Una delle caratteristiche più interessanti di Mitsuku è il carattere che mostra nelle sue risposte, il che rende molto più divertente e piacevole interagire con lei.
Fino a che un genio rivoluzionario non arrivi con l’Intelligenza Artificiale superumana, in grado di comprendere realmente tutto ciò che la circonda, le chatbots avranno sempre bisogno dell’intervento umano per funzionare al meglio e per essere corrette nel caso di errori. Dopotutto, persino gli esseri umani hanno dei supervisori che controllino il loro lavoro.Ma come facciamo a sapere se una chatbot è arrivata al punto in cui dovrebbe essere migliorata?
1. La chatbot ripete la stessa risposta in loop.

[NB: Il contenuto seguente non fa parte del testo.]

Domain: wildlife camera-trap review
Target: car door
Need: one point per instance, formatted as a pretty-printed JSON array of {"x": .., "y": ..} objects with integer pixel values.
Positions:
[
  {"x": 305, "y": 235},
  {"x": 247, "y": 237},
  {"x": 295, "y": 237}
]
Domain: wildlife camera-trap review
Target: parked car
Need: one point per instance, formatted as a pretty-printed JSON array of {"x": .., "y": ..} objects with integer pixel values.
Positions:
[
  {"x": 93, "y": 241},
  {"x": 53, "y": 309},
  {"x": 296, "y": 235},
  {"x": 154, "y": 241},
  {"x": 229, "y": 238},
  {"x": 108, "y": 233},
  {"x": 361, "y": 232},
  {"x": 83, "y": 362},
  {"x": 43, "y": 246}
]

Questo implica che le risposte che fornisce non sono soddisfacenti, costringendo il cliente a ripetere o riformulare la sua richiesta.
Dare la stessa risposta di continuo non porterà a nulla, se non all’abbandono della conversazione da parte dell’utente.
2. La chatbot causa con le sue risposte emozioni negative come rabbia o frustrazione, identificabili dal linguaggio utilizzato dagli utenti, soprattutto quando vengono utilizzati insulti.
3. I clienti chiedono immediatamente l’aiuto di un operatore in carne ed ossa.
Alcune azioni, come la ricerca visiva di tutte le opzioni disponibili, sono difficili da completare in un ambiente di messaggistica.
In tali situazioni, i bot possono dirottare ad un sito web o ad una applicazione che li aiuti a completare quegli obiettivi che gli utenti non sono riusciti a raggiungere nel contesto della chat.
È fondamentale che una chatbot sia in grado di utilizzare un linguaggio colloquiale e naturale, proprio come quello che utilizzano gli esseri umani nell’interagire con lei.
Avviene spesso, invece, che le chatbot si esprimano come dei veri robot che non sono in grado di comprendere nemmeno le parole più comuni.
Nel caso in cui un utente in risposta ad una frase inserita dal bot scriva “ok” o “va bene” o “d’accordo”, molti bot si incantano nel rispondere con frasi tipo: ” Non ho capito, potresti spiegarmi meglio? “.
È inoltre non di secondaria importanza che la chatbot sia in grado di rispondere a domande di senso generico sul clima, gli eventi di attualità, i fatti storici più importanti.
Sarebbe opportuno aggiungere vari livelli di personalizzazione al bot, dandogli un nome, una biografia, un background ed altre impostazioni che la distanzino il più possibile dalla figura del robot.
Anche fare in modo che la chatbot possegga un livello quantomeno basilare di humor renderebbe molto più piacevole l’interazione da parte dell’utente.
È importante, inoltre, mantenere i messaggi di risposta brevi, pertinenti e dal basso il ritmo di scrittura, come se a scrivere fosse un reale essere umano, così da non confondere l’utente con troppo testo in un unico momento
Prendiamo nuovamente d’esempio Mitsuko:
In conclusione, le chatbots possono offrire la possibilità di essere utilizzate al meglio nel customer service, con tutti i benefici del tocco umano e nessuno svantaggio.
Ma come la loro controparte umana, la capacità di conversazione della chatbot determina se è in grado di acquisire nuovi clienti, di produrre scalabilità o di creare un’orda di clienti arrabbiati. Padroneggiando queste piccole capacità di conversazioni sarà più semplice garantirsi l’efficienza della propria chatbot e la soddisfazione reale del cliente.